Chapter 4: Vision

From: Harnad, Stevan (
Date: Fri Feb 28 1997 - 19:54:11 GMT

[These are just copies of my lecture notes: you need to read Chapter
4 of Green et al's Cognitive Science (1996 Blackwell) too.]


Vision is probably our most important sense. Over half the brain is
devoted to vision. Same is true of the brains of our primate relatives.

An explanation of what the mind can do with vision is therefore going to
be a big part of the explanation of the mind.

There are two kinds of research on vision:

MACHINE VISION is not intended to help us understand the seeing mind
but to get machines to do helpful things for us using visual input
(e.g., recognise signatures, recognise faces at cash machines, etc.)

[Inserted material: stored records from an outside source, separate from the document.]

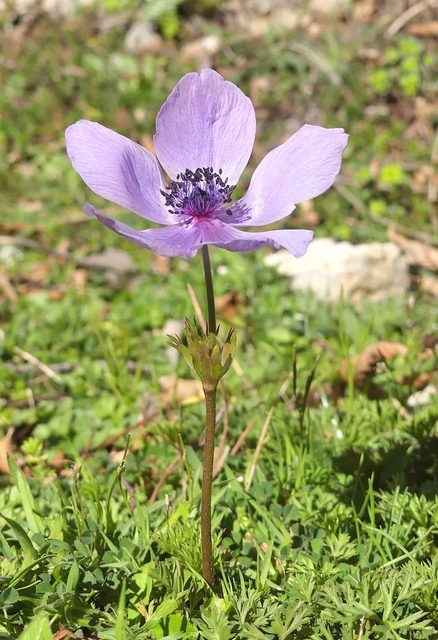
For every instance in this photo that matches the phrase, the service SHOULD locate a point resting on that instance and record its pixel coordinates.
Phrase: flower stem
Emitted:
(210, 426)
(207, 479)
(211, 325)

The research on HUMAN VISION is intended to help explain
how WE see. Nevertheless, both approaches use computational modeling,
because someone has a theory that is meant to explain how we see, the
best way to check whether the theory really works is by simulating
it with a computer.

When a computer is used for modeling, it is really like a very powerful
paper and pencil, checking whether the principles of our theory are
correct: checking whether, when given visual inputs of the kind that we
see, the model can do with them what we can do (including recognising
faces and signatures!)

So it should not be surprising that the work on machine vision and
on human vision has a lot in common.


One of the most important things the mind can do is to see an object
as the same object from many different views of it: close, far,
and moved around in many ways. This is called OBJECT CONSTANCY. It
seems trivial to us to be able to see that a cup is a cup no matter
what angle you look at it from, but once you try to get a machine to
do it, the difficulty of this task becomes apparent. Introspection tells
us it's easy, and that there's nothing to explain -- it's obvious that an
object is the same from many angles and distances. But trying to
explain HOW we manage to see that it's the same is very hard.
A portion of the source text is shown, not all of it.